I've never been fitted at VS, but I certainly was shocked by the fitter at Nordstrom who pegged me as a 34D, after umpteen years of thinking I was a 36B. Turns out she was right: lots of women wear the wrong size bra.

Cup sizes aren't consistent across band sizes, either, so the D in a 34D isn't the same as the D in a 32D. Which I find weird.

In other news, I'm going to a parade today, because my BIL is playing his saxophone in it. It's in Piedmont, so almost everyone there will be white. I'm tempted to wear my new Oaklandish t-shirt...


-t - Jul 04, 2013 6:17:05 am PDT #28179 of 30001
I am a woman of various inclinations and only some of the time are they to burn everything down in frustration

I splurged on some of the accessories - the storage stand thingy is really handy, but I haven't really used anything else. I like the idea of getting all fancy, but haven't been motivated to actually try much - just having coffee and tea pops with no frills keeps me pretty happy.

Swimming and pie both sound excellent.

Apparently my empty crockpot has been turned on for some unknown length of time. That can't be good. But nothing's on fire, so I'm gonna call it no harm no foul.


sarameg - Jul 04, 2013 6:18:59 am PDT #28180 of 30001

Nordstroms utterly failed me. Sure, they measured right, but there were NO bras that fit right. Even they agreed. As did the fancy bra place in Towson. It was trauma. Now, well, size has changed. I might have more luck. But I've got other issues (bras are hitting trigger points and killing my shoulders.)

Apropos of this conversation and one the other day,I yelped as I struggled with my sport bra and it pinched me, the woman next to me started laughing. She was trying to put on one of those tops with the sports bra built in and it had gotten all twisted up in the back. I had to help her. She was all, I've never tried putting this on after swimming. I'm never wearing it to the pool again!

We were both in hysterics by the time we left.
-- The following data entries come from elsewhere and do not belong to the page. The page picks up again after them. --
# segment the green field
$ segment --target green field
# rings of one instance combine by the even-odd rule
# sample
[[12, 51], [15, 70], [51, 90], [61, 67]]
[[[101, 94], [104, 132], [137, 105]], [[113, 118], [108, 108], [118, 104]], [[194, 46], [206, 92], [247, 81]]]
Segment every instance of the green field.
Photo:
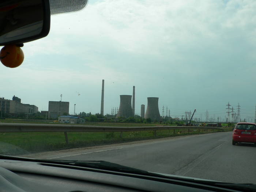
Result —
[[[104, 124], [105, 126], [110, 126], [108, 123], [101, 123]], [[101, 123], [98, 123], [97, 125], [101, 125]], [[118, 124], [113, 124], [115, 126], [120, 126], [116, 125]], [[136, 126], [146, 125], [134, 123], [120, 124], [126, 126], [132, 126], [129, 124]], [[225, 130], [226, 131], [230, 131], [230, 128], [226, 128]], [[191, 129], [189, 133], [188, 129], [176, 129], [175, 131], [173, 130], [160, 130], [156, 131], [155, 136], [153, 131], [123, 132], [121, 137], [120, 132], [68, 132], [68, 143], [66, 142], [64, 132], [0, 133], [0, 154], [14, 155], [35, 153], [199, 134], [211, 131], [215, 132], [219, 131], [207, 130], [203, 128], [200, 128], [200, 132], [198, 129]]]

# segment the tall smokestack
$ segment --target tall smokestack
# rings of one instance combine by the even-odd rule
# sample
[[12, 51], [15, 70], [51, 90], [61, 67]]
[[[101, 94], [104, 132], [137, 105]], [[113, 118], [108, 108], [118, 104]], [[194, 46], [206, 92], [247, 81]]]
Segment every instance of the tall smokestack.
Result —
[[102, 87], [101, 90], [101, 114], [104, 115], [104, 79], [102, 79]]
[[132, 91], [132, 113], [133, 116], [135, 115], [135, 86], [133, 86], [133, 90]]

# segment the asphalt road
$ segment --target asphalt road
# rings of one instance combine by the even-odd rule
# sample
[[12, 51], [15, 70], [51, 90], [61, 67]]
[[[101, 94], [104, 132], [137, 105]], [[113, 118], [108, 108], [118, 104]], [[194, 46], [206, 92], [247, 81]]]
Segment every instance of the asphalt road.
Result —
[[110, 145], [48, 157], [104, 160], [148, 171], [224, 182], [256, 183], [256, 147], [234, 146], [231, 132]]

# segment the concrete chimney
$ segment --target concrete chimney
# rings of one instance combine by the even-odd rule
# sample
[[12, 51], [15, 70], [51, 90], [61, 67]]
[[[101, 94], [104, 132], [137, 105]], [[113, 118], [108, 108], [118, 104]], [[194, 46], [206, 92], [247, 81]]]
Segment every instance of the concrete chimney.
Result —
[[133, 116], [135, 115], [135, 86], [133, 86], [133, 89], [132, 91], [132, 113]]
[[150, 118], [153, 121], [160, 119], [158, 97], [147, 98], [147, 106], [146, 114], [145, 114], [145, 118]]
[[116, 117], [128, 118], [133, 116], [132, 95], [120, 95], [120, 106]]
[[145, 105], [140, 105], [140, 117], [144, 118], [145, 116]]
[[104, 115], [104, 79], [102, 79], [102, 87], [101, 90], [101, 114]]

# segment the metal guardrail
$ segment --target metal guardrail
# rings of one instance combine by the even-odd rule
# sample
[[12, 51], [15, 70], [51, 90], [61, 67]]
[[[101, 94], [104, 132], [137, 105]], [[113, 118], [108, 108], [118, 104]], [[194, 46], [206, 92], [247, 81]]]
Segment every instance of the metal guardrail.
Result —
[[120, 132], [195, 129], [223, 129], [207, 127], [152, 126], [110, 127], [58, 124], [30, 123], [0, 123], [0, 132]]
[[110, 127], [78, 125], [63, 125], [58, 124], [38, 124], [30, 123], [0, 123], [0, 132], [64, 132], [66, 143], [68, 143], [67, 132], [120, 132], [122, 137], [123, 132], [130, 131], [153, 131], [155, 136], [156, 131], [162, 130], [173, 130], [174, 133], [176, 129], [223, 129], [217, 127], [207, 127], [185, 126], [151, 126], [151, 127]]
Steph L. - Jul 04, 2013 6:22:10 am PDT #28181 of 30001
I look more rad than Lutheranism

I think you're supposed to bend over to measure your cup size because the way a bra is ideally supposed to fit is for all of the boob to be in the cup. (That might sound obvious, but as a woman with a larger rack, a lot of times most of the boob is in the cup but there is definite sideboob hanging out outside the cup. The advice I heard to help get all the boob in the cup is when you get dressed, you reach around and kind of grab the sideboob and guide it towards the cup. And it actually works! And suddenly the rack of doom is even more doomtastic.